Mumbai, Aug 5: Taking a cue from the fast moving consumer goods (FMCG) sector, mutual funds are giving existing schemes a makeover and re-launching them. They have found out that new fund offerings (NFOs) are fetching more monies than the existing schemes.
The fund houses are re-launching schemes that have already earned investors’ goodwill. They are offering attractive commissions to distributors and spending on effective advertising. The MFs are re-launching these schemes on the lines of the FMCG sector’s re-branding and re-launching of consumer durables.
According to sources in the industry, MF industry has registered gross sales of Rs 90,516 crore for equity funds for a one-year period ending June, 2007. Of this, the existing scheme sales were of Rs. 68,350 crore and NFO sales stood at Rs. 22,166 crore. The redemptions in the existing schemes were at Rs. 69,127 crore, marginally higher than the schemes that existed during the corresponding period.

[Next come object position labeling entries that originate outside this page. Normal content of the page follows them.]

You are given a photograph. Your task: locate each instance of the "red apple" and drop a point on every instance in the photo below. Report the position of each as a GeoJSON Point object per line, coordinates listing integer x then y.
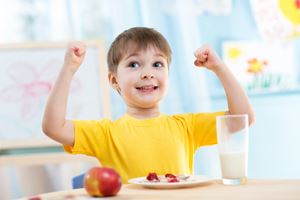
{"type": "Point", "coordinates": [102, 181]}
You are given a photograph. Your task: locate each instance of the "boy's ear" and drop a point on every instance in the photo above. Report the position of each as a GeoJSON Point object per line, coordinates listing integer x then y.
{"type": "Point", "coordinates": [113, 80]}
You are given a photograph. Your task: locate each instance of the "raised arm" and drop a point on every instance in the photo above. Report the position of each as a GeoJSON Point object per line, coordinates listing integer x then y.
{"type": "Point", "coordinates": [238, 102]}
{"type": "Point", "coordinates": [55, 124]}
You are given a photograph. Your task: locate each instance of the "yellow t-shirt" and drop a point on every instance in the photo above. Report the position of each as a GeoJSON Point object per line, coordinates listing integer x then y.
{"type": "Point", "coordinates": [133, 147]}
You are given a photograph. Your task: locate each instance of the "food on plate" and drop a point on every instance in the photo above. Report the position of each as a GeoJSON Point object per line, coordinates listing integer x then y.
{"type": "Point", "coordinates": [102, 181]}
{"type": "Point", "coordinates": [152, 177]}
{"type": "Point", "coordinates": [167, 178]}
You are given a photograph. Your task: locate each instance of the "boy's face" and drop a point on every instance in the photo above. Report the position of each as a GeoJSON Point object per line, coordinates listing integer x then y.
{"type": "Point", "coordinates": [142, 77]}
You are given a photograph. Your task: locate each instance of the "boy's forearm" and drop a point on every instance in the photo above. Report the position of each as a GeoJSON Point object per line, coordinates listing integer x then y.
{"type": "Point", "coordinates": [238, 102]}
{"type": "Point", "coordinates": [55, 112]}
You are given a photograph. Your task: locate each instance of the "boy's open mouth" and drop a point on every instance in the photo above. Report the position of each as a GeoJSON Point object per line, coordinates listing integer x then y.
{"type": "Point", "coordinates": [147, 87]}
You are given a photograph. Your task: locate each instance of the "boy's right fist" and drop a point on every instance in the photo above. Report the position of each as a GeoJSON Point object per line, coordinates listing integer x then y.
{"type": "Point", "coordinates": [74, 55]}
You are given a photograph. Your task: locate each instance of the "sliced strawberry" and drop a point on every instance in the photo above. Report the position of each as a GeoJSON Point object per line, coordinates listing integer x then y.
{"type": "Point", "coordinates": [170, 175]}
{"type": "Point", "coordinates": [173, 180]}
{"type": "Point", "coordinates": [152, 177]}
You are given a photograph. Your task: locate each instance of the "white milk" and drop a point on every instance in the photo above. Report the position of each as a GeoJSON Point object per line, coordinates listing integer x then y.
{"type": "Point", "coordinates": [233, 165]}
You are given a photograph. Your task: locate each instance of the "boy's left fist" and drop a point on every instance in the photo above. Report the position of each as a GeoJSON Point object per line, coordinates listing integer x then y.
{"type": "Point", "coordinates": [207, 57]}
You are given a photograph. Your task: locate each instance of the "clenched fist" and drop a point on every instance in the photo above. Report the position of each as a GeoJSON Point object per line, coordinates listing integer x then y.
{"type": "Point", "coordinates": [74, 55]}
{"type": "Point", "coordinates": [207, 57]}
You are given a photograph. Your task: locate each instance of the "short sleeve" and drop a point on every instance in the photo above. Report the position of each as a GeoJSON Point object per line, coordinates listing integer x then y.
{"type": "Point", "coordinates": [204, 128]}
{"type": "Point", "coordinates": [90, 137]}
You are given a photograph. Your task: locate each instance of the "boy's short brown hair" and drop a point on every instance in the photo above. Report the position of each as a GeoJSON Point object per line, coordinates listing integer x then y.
{"type": "Point", "coordinates": [142, 38]}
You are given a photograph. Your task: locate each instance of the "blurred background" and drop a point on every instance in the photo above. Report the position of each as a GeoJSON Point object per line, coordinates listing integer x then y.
{"type": "Point", "coordinates": [258, 40]}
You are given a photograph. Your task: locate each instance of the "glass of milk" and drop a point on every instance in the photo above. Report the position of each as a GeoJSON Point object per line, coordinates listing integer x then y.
{"type": "Point", "coordinates": [233, 137]}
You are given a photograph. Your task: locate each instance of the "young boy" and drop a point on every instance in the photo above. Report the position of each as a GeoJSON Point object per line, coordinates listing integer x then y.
{"type": "Point", "coordinates": [143, 140]}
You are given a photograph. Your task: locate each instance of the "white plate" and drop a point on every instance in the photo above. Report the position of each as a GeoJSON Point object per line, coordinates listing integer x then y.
{"type": "Point", "coordinates": [192, 181]}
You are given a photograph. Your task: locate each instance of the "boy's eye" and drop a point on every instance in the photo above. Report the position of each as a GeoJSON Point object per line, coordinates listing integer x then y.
{"type": "Point", "coordinates": [157, 64]}
{"type": "Point", "coordinates": [134, 65]}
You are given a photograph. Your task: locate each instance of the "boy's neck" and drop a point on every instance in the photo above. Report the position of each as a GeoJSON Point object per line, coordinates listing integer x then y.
{"type": "Point", "coordinates": [143, 113]}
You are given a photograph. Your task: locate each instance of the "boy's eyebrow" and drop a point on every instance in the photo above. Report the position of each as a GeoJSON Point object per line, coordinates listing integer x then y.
{"type": "Point", "coordinates": [137, 54]}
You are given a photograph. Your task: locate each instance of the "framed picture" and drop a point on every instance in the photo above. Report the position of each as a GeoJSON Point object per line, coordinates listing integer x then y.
{"type": "Point", "coordinates": [28, 72]}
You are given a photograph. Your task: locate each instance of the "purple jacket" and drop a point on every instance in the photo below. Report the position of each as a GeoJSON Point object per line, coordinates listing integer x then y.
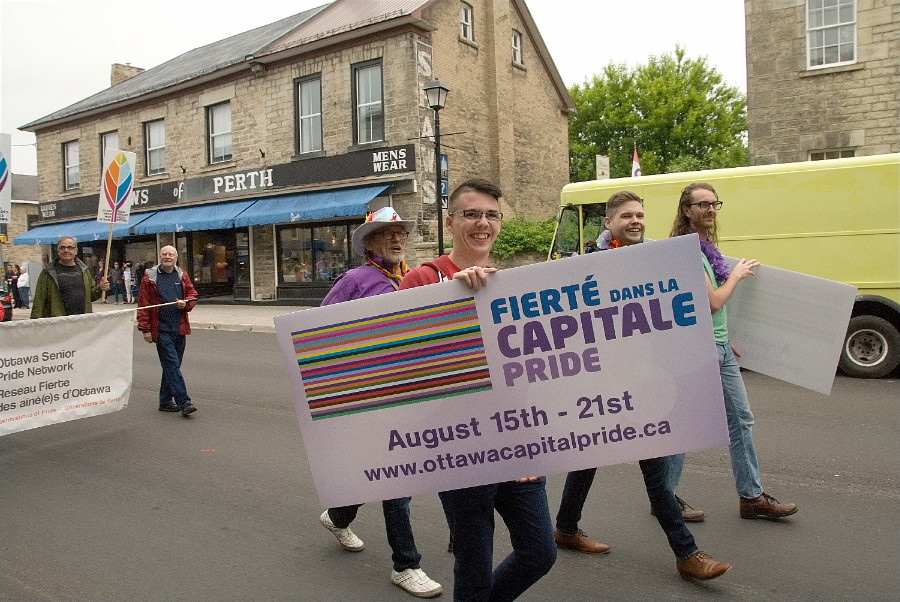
{"type": "Point", "coordinates": [364, 281]}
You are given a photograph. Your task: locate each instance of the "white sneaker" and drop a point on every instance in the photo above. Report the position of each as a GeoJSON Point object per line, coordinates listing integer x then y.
{"type": "Point", "coordinates": [416, 582]}
{"type": "Point", "coordinates": [347, 538]}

An analysis shows that the net sales for the industry stood at Rs 21,388 crore and that growth in terms of sales (not assets under management) has come through NFOs.
In step with the industry trend, Fidelity Fund Management has decided to re-launch its existing scheme—Fidelity Equity Fund. The fund house will release an ad campaign on the re-launch.
Earlier this year, the UTI MF had also re-launched its three existing schemes—UTI Infrastructure Fund, UTI Leadership Fund and UTI Dividend Yield Fund—under a focused fund offer (FFO). “We are exploring more such FFOs in the near future,” a top UTI MF executive said.
Fund houses are re-launching the existing schemes and not the old ones under the NFO category because of regulatory restrictions. Sebi has issued guidelines, asking the MF industry not to offer old schemes as NFOs.